L'ancien haut fonctionnaire du ministère des finances, Toshiro Muto, qui avait une expertise dans l'élaboration du budget et était armé de liens solides avec les politiciens, a également été gouverneur adjoint de la BOJ de 2003 à 2008. Il a officieusement servi de pont entre la banque centrale et le gouvernement sur les questions de politique économique.

L'ancien haut diplomate de la monnaie Masatsugu Asakawa, qui est actuellement à la tête de la Banque asiatique de développement, est considéré comme l'un des candidats. Il bénéficie du soutien de l'ancien ministre des finances Taro Aso qui, en tant que vice-président du parti au pouvoir, conserve une forte influence sur les choix de personnel de Kishida.

Il est également possible que Kishida choisisse une femme pour diriger la BOJ, ou pour occuper l'un des deux postes d'adjoint qui seront ouverts en mars, afin d'insuffler de la diversité dans cette institution dominée par les hommes, indiquent deux sources ayant des liens avec l'administration.

Parmi les noms évoqués sur les marchés figurent Yuri Okina, qui dirige un groupe de réflexion privé et a fait partie de plusieurs groupes d'experts gouvernementaux, et l'ancien membre du conseil d'administration de la BOJ, Sayuri Shirai, ont-elles ajouté.

Alors que Shirai a souligné les avantages du maintien de la politique d'assouplissement actuelle, Okina a critiqué la politique de plafonnement des rendements de la BOJ comme étant à l'origine d'une "spirale négative" de baisse du yen dans une récente interview à Reuters.

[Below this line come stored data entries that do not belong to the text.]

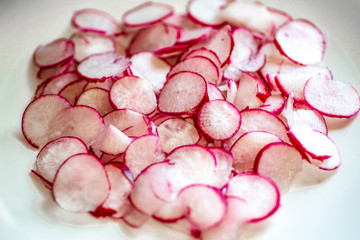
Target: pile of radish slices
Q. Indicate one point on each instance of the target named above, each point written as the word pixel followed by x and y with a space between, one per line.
pixel 200 118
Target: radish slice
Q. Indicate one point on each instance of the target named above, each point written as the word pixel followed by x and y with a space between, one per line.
pixel 75 181
pixel 301 41
pixel 188 89
pixel 261 195
pixel 96 21
pixel 332 98
pixel 219 119
pixel 100 67
pixel 133 93
pixel 146 14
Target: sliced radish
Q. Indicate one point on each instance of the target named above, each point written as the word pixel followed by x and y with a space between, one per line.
pixel 301 41
pixel 75 181
pixel 147 13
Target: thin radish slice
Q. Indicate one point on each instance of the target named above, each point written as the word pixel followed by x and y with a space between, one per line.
pixel 96 21
pixel 280 162
pixel 247 147
pixel 102 66
pixel 219 119
pixel 188 89
pixel 151 68
pixel 206 12
pixel 54 52
pixel 133 93
pixel 147 13
pixel 205 206
pixel 39 115
pixel 261 195
pixel 332 98
pixel 75 181
pixel 301 41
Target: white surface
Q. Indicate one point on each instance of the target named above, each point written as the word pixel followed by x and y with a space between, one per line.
pixel 328 210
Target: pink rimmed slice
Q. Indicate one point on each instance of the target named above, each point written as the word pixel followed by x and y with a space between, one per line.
pixel 147 13
pixel 247 147
pixel 151 68
pixel 280 162
pixel 134 93
pixel 175 132
pixel 38 117
pixel 204 205
pixel 100 67
pixel 332 98
pixel 81 184
pixel 142 152
pixel 187 89
pixel 54 52
pixel 219 119
pixel 301 41
pixel 261 195
pixel 87 44
pixel 96 21
pixel 206 12
pixel 53 154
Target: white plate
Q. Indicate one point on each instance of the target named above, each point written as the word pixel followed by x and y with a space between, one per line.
pixel 328 210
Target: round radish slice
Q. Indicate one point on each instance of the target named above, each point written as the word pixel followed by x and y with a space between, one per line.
pixel 133 93
pixel 81 184
pixel 219 119
pixel 53 154
pixel 94 20
pixel 183 92
pixel 102 66
pixel 301 41
pixel 54 52
pixel 147 13
pixel 332 98
pixel 261 195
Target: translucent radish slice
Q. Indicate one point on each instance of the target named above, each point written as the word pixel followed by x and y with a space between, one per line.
pixel 133 93
pixel 176 132
pixel 151 68
pixel 246 148
pixel 147 13
pixel 261 195
pixel 53 154
pixel 81 184
pixel 332 98
pixel 186 89
pixel 280 162
pixel 96 21
pixel 205 206
pixel 102 66
pixel 38 117
pixel 301 41
pixel 54 52
pixel 219 119
pixel 142 152
pixel 206 12
pixel 87 44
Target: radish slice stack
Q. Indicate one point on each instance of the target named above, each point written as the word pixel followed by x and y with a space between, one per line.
pixel 199 119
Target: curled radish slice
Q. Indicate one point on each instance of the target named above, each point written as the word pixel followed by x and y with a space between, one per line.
pixel 301 41
pixel 54 52
pixel 53 154
pixel 147 13
pixel 188 89
pixel 96 21
pixel 75 181
pixel 260 194
pixel 219 119
pixel 133 93
pixel 332 98
pixel 102 66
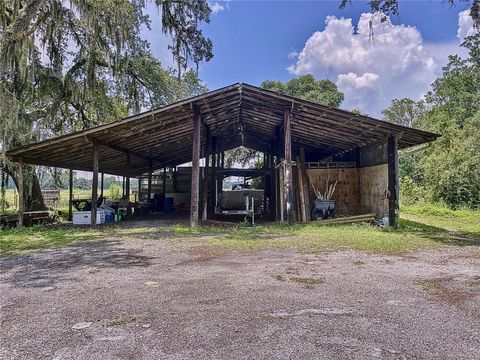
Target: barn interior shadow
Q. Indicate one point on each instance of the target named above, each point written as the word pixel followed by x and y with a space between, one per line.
pixel 50 267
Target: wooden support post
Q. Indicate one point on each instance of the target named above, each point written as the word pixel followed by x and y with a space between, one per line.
pixel 288 168
pixel 174 179
pixel 393 182
pixel 127 186
pixel 94 183
pixel 281 192
pixel 102 176
pixel 70 195
pixel 301 190
pixel 213 179
pixel 149 184
pixel 21 192
pixel 306 185
pixel 164 186
pixel 194 193
pixel 206 175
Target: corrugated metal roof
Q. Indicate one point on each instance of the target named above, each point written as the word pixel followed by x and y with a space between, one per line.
pixel 238 114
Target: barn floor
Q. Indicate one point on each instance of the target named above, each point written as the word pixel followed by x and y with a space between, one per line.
pixel 149 298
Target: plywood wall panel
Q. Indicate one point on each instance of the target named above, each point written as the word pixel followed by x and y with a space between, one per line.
pixel 373 189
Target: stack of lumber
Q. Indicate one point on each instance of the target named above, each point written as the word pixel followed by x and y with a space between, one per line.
pixel 348 219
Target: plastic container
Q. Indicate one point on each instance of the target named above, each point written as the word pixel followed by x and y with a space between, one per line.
pixel 168 208
pixel 84 217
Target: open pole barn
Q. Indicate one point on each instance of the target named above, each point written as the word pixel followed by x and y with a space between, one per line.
pixel 307 148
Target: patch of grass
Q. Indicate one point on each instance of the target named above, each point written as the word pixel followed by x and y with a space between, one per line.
pixel 421 228
pixel 464 221
pixel 123 320
pixel 20 240
pixel 307 282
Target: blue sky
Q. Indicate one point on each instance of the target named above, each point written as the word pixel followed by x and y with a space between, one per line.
pixel 258 40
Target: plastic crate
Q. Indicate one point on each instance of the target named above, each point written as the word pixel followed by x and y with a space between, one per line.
pixel 84 217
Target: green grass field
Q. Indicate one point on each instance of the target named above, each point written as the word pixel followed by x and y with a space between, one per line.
pixel 422 228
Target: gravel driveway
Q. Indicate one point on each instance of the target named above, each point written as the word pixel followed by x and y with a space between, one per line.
pixel 151 299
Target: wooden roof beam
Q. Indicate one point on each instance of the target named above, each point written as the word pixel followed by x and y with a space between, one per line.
pixel 122 149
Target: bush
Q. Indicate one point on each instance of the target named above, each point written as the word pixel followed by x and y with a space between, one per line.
pixel 410 192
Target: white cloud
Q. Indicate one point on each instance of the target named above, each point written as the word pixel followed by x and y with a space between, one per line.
pixel 216 7
pixel 465 25
pixel 372 64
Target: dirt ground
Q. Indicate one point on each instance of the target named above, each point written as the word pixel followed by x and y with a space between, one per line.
pixel 152 299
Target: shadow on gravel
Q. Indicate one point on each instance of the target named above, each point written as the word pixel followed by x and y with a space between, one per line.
pixel 444 236
pixel 50 267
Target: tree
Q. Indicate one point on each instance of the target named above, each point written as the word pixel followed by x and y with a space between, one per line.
pixel 391 7
pixel 306 87
pixel 70 65
pixel 448 170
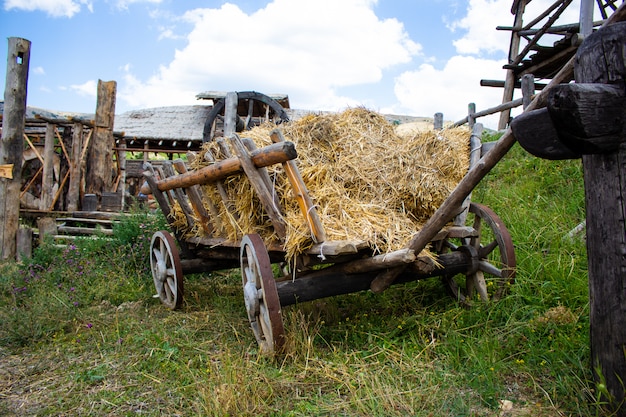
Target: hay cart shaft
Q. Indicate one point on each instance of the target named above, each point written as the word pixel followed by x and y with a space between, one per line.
pixel 476 246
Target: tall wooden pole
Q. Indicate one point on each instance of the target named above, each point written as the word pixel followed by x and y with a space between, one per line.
pixel 12 143
pixel 99 177
pixel 601 59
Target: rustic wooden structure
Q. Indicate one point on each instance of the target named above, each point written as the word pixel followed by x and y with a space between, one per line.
pixel 588 119
pixel 541 46
pixel 12 144
pixel 251 109
pixel 476 246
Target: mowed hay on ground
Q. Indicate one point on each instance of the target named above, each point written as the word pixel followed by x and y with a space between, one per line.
pixel 368 183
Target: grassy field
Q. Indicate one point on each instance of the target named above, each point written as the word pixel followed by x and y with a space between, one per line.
pixel 81 334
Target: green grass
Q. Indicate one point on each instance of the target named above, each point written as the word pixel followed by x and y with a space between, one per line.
pixel 81 334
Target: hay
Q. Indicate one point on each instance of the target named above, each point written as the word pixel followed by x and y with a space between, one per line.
pixel 368 182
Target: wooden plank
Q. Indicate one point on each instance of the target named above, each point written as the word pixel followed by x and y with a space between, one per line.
pixel 263 193
pixel 265 176
pixel 76 230
pixel 180 196
pixel 301 194
pixel 602 59
pixel 6 171
pixel 73 192
pixel 269 155
pixel 195 199
pixel 98 177
pixel 450 206
pixel 221 189
pixel 12 143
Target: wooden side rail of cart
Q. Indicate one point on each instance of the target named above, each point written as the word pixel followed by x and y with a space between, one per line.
pixel 476 248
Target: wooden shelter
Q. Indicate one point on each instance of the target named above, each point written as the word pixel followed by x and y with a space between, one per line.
pixel 541 45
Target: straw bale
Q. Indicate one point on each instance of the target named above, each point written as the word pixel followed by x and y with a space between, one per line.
pixel 367 181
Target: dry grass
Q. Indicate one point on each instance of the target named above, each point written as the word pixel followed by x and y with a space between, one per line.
pixel 368 182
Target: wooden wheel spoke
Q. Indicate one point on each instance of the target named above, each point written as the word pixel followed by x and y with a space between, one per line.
pixel 494 262
pixel 260 294
pixel 166 269
pixel 483 251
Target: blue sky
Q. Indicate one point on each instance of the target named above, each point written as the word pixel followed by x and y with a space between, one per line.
pixel 412 57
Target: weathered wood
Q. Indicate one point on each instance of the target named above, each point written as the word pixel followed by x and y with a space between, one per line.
pixel 181 197
pixel 450 207
pixel 319 285
pixel 226 200
pixel 265 176
pixel 438 121
pixel 602 59
pixel 589 118
pixel 12 143
pixel 301 194
pixel 47 227
pixel 537 134
pixel 230 113
pixel 499 108
pixel 528 89
pixel 98 177
pixel 264 194
pixel 78 230
pixel 6 171
pixel 509 83
pixel 47 181
pixel 24 243
pixel 269 155
pixel 197 202
pixel 73 192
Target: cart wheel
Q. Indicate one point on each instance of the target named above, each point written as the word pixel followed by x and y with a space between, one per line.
pixel 253 102
pixel 167 272
pixel 260 295
pixel 493 247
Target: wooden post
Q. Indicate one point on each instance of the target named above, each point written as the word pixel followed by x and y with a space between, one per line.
pixel 47 182
pixel 73 193
pixel 528 89
pixel 588 119
pixel 12 144
pixel 98 177
pixel 509 83
pixel 438 121
pixel 602 59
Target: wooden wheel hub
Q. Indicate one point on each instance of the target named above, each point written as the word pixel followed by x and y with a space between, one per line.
pixel 492 255
pixel 166 269
pixel 260 295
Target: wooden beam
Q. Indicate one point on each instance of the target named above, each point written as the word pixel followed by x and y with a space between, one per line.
pixel 12 144
pixel 98 177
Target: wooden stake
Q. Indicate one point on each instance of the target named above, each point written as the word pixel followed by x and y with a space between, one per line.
pixel 12 144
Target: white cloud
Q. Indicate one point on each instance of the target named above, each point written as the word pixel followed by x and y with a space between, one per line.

Contrairement à ce qui se passait sous le mandat d'Abe, où les universitaires à tendance reflationniste influençaient les choix, le ministère des finances est susceptible d'avoir une grande influence sur la présélection des candidats, étant donné sa relation étroite avec l'administration de Kishida, selon des responsables gouvernementaux.

L'élaboration de la liste s'intensifiera dans les mois à venir et sera finalisée d'ici la fin de l'année, Kishida ayant le dernier mot sur le choix du prochain gouverneur, disent-ils.

Quelle que soit la personne qui obtiendra le poste le plus élevé de la BOJ, tout retrait de ses mesures de stimulation sera progressif étant donné la nécessité de protéger l'économie fragile et de réduire le coût du financement de la dette publique massive et croissante du Japon.

"Si la colère du public face à l'augmentation du coût de la vie s'intensifie, Kishida pourrait choisir quelqu'un de plus enclin à modifier la politique ultra-libre de la BOJ" et à empêcher que de nouvelles baisses du yen ne fassent grimper les prix des importations, a déclaré Izuru Kato, économiste en chef chez Totan Research.

"Même ainsi, l'énorme dette publique du Japon laisse la politique de la BOJ sous domination fiscale. Toute sortie sera un chemin extrêmement étroit."